In the Raleigh-Durham market, Lennar and CalAtlantic are number two and number three, respectively, in market share for new home sales. Both companies have aggressively been targeting sizable, new land and lot purchase opportunities in key growth submarkets the past few years in an effort to increase market-share. “Many of Lennar and CalAtlantic’s competing subdivisions are right across the street from one another,” notes Amanda Hoyle, Metrostudy’s Regional Director in this market.
The combined company will create a solid, new market leader in the Triangle with a potential 11% total new home market share post-merger. “Pulte Homes, which has been battling to hold back both Lennar and CalAtlantic from stealing its market share in the region for the last several years, will be pushed to second place with just under 7% market share,” Hoyle said.

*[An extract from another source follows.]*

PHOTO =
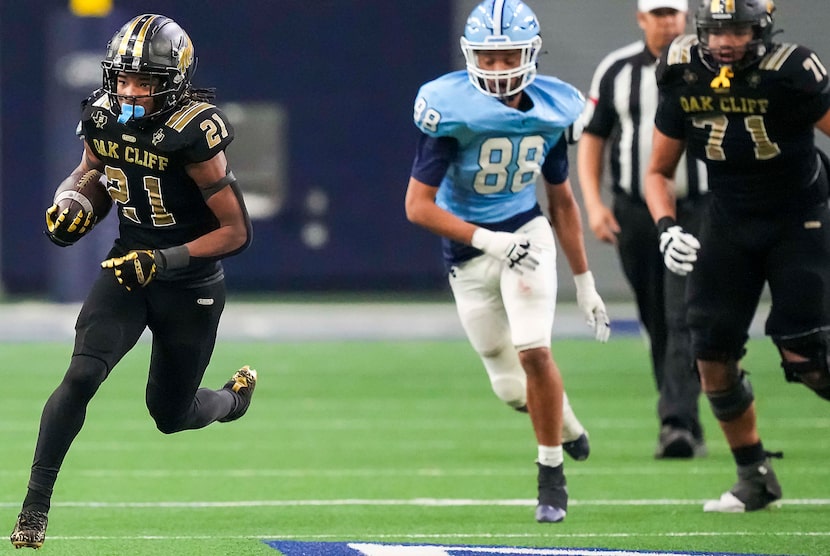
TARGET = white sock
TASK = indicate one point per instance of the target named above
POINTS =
(550, 455)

“In the Charlotte market, Lennar has been battling DR Horton for the largest share of the new home market for some time now,” reports Jennifer Gooch, Metrostudy’s Charlotte Regional Director. Lennar is in the lead with 10.9% of the market, compared to DR Horton’s 10.5% as of the 3rd quarter of 2017. The slight Lennar lead is fueled by their dominant position in the South Carolina market, where they capture 26% of all starts. CalAtlantic holds the 5th position for annual starts at 720, or 6% of the market. It was not long ago, back on October 1, 2015, that CalAtlantic came into being when Standard Pacific and Ryland Homes combined their operations. Combined, Lennar-CalAtlantic will have 16.9% of the Charlotte market, equating to 2,028 starts as of 3Q2017.
According to Metrostudy’s quarterly data, as of 3rd quarter 2017, Lennar’s futures are around 2,258. As many in the Charlotte builder community will report, land availability and pricing, rising labor and development costs, and increased municipality fees have hindered lot development. “Through mergers, builders are able to increase their futures, vacant developed lot count, under construction units, and finished vacant units on the ground without undergoing the increasing pain and cost of land acquisition,” Gooch said.
Gooch and other local market experts at Metrostudy predict that the new home market is likely to continue its consolidation into larger builders with greater national footprints who are able to weather increasing land acquisition costs and lot development fees, as well as any housing market downturns through diversification of housing stock locations and pricing across the country.